In July, VIP business slipped by about 20 percent from a year earlier, said Grant Govertsen of Union Gaming Research Macau Ltd, with a similar fall in June.
“We estimate September mass revenues could be up about 15 percent to 19 percent year-on-year while VIP revenues could be down about 19 percent to 24 percent year-on-year, with VIP win rate up against an easier comp [comparison],” wrote Nomura analysts Louise Cheung and Harry Curtis on Monday.
“A lack of positive catalysts through year-end (and potentially 1Q 2015, which also lap a tough VIP comp) could keep investors on the sidelines, in our view,” they stated, adding current trends suggest 2014 revenue growth market wide to be only 2 percent to 3 percent, versus an analyst consensus of 3 percent to 6 percent.
“Looking further out, we expect about 7 percent to 8 percent 2015 full year GGR [gross gaming revenue] growth versus consensus range of 6 percent to 13 percent,” the analysts added. Ms Cheung and Mr Curtis said they remain “positive on Macau’s mass fundamentals”, including rising income in mainland China and new capacity in Macau as well as improved transport links to the city.
Nomura’s September forecast is only based on the first seven days of September inclusive for Macau’s casino sector, and on unofficial industry returns. The bank does note also that the lead up to China’s Golden Week holiday – including the October 1 festivities marking the foundation of the People’s Republic of China – is typically one of the slower periods in late summer and early autumn.

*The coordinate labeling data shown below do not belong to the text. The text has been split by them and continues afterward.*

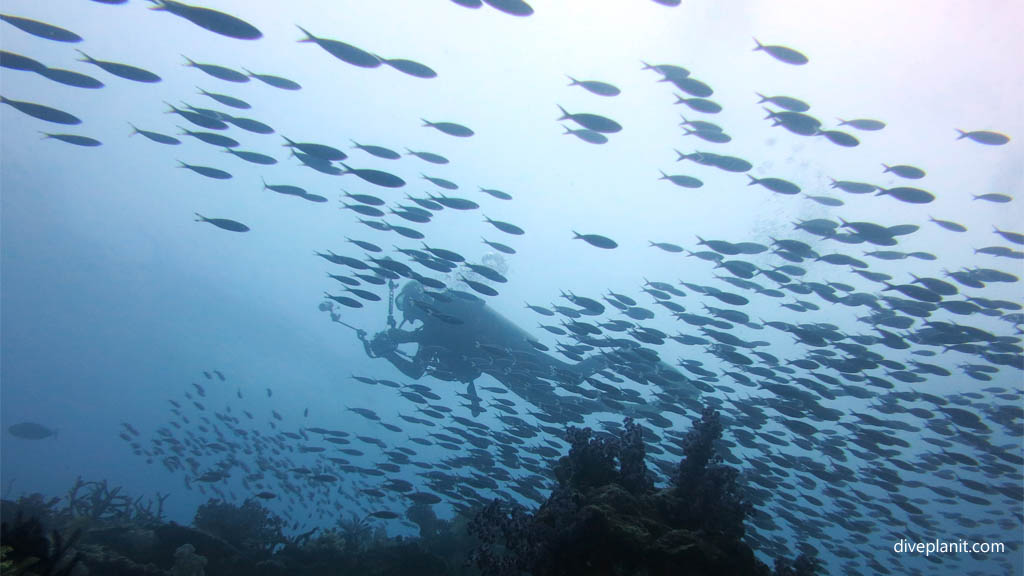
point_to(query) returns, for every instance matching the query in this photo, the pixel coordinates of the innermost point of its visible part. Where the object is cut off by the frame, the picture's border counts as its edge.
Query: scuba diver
(460, 337)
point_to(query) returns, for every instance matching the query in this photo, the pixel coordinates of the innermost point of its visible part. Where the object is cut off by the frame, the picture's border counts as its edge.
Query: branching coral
(250, 528)
(709, 496)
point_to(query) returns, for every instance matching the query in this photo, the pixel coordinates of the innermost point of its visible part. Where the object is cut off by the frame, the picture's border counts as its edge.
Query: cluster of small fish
(870, 466)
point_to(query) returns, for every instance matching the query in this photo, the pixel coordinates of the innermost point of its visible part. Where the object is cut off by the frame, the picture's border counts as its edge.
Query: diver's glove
(382, 343)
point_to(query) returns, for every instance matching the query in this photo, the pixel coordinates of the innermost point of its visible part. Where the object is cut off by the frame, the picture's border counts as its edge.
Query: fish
(775, 184)
(692, 86)
(253, 157)
(479, 287)
(219, 72)
(904, 171)
(428, 157)
(41, 29)
(699, 105)
(71, 78)
(596, 87)
(947, 224)
(512, 7)
(74, 139)
(907, 194)
(785, 103)
(378, 177)
(668, 247)
(11, 60)
(863, 124)
(218, 23)
(682, 180)
(593, 122)
(125, 71)
(596, 240)
(984, 136)
(211, 122)
(450, 128)
(716, 136)
(440, 182)
(155, 136)
(496, 193)
(226, 100)
(223, 223)
(324, 152)
(248, 124)
(505, 227)
(345, 52)
(796, 122)
(841, 138)
(31, 430)
(42, 112)
(211, 138)
(993, 197)
(412, 68)
(378, 151)
(781, 53)
(586, 135)
(207, 171)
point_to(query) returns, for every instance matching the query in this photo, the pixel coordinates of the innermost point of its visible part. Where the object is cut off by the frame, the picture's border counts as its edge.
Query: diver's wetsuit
(461, 338)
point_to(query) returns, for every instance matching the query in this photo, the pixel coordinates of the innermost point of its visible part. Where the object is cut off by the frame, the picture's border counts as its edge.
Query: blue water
(115, 299)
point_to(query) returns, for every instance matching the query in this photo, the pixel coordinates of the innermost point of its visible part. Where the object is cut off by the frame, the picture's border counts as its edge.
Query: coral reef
(250, 528)
(29, 550)
(187, 563)
(606, 517)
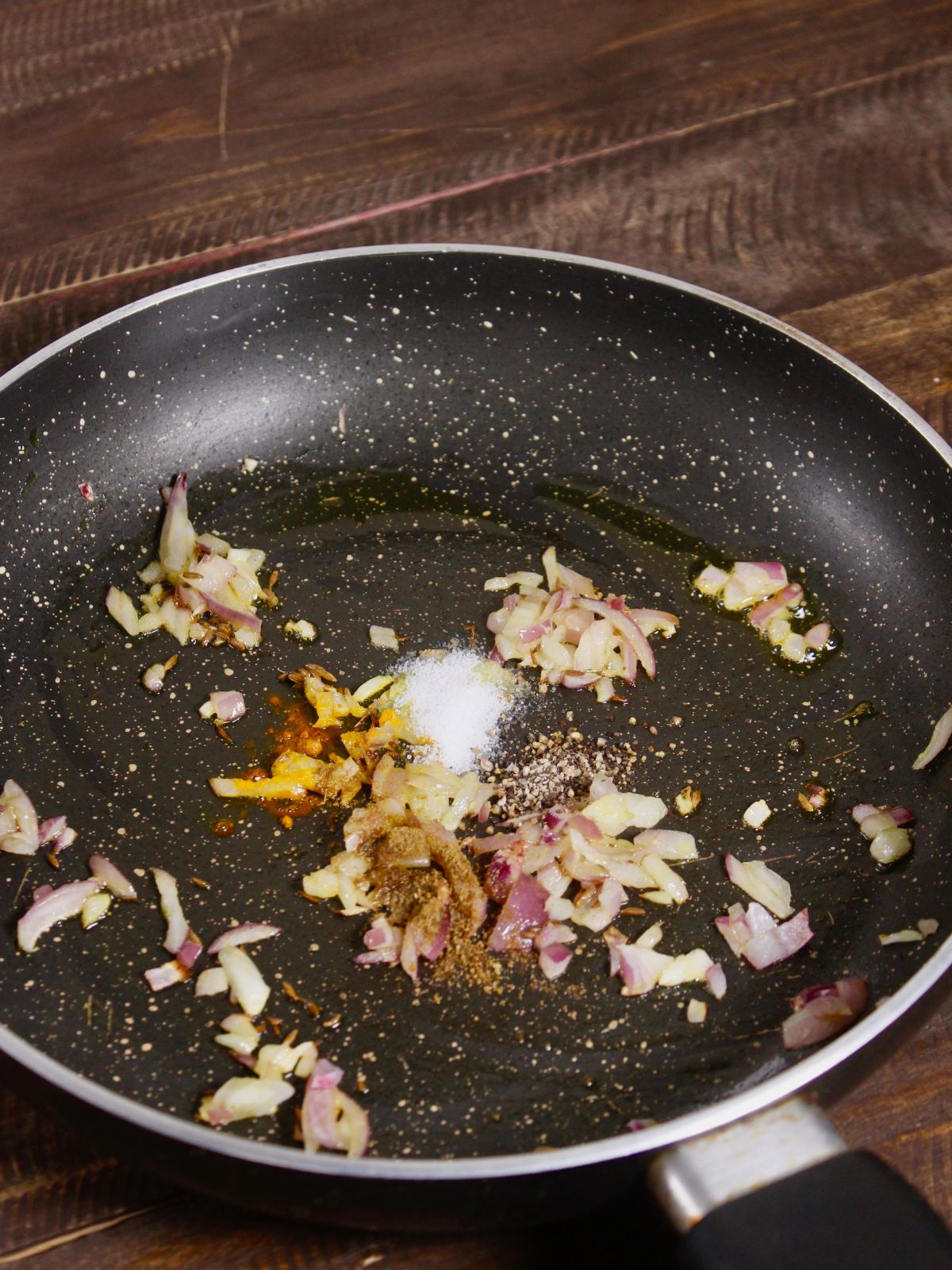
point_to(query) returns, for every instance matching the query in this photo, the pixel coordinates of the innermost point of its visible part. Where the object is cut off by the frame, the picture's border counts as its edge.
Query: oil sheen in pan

If the year-on-year forecast proves correct, it would be the fourth month in a row that GGR had declined judged against year prior periods. That would make it the most sustained retreat since the period between December 2008 and June 2009, shortly after the global financial crisis emerged via the United States.
As in previous months, the culprit of such eventual decline is expected to be weakness in the VIP gambling market. High rollers still account for around 60 percent plus of all Macau gambling revenues even after 10 years of mass market expansion thanks to the creation of Las Vegas-style casino resorts and the widening of mainland China’s individual visa programme boosting mass-market arrivals from the mainland.
There is no analyst consensus however that the problem is purely a demand-side weakness linked to a crackdown on corruption in mainland China. There is also a supply-side issue regarding the availability of visas for Macau-bound gamblers from mainland China, reiterated Credit Suisse AG’s Kenneth Fong on August 29. Whatever the precise reasons, there is a decline in mainland Chinese gamblers spending conspicuously at the city’s gambling tables.
A number of banks have reduced their revenue growth estimates for 2014 as a whole, based on the continuing VIP weakness. Last week, Deutsche Bank in New York also reduced share price targets for Wynn Resorts Ltd (parent of Macau operator Wynn Macau Ltd), Las Vegas Sands Corp (parent of Sands China Ltd) and MGM Resorts International (majority owner of MGM China Holdings Ltd).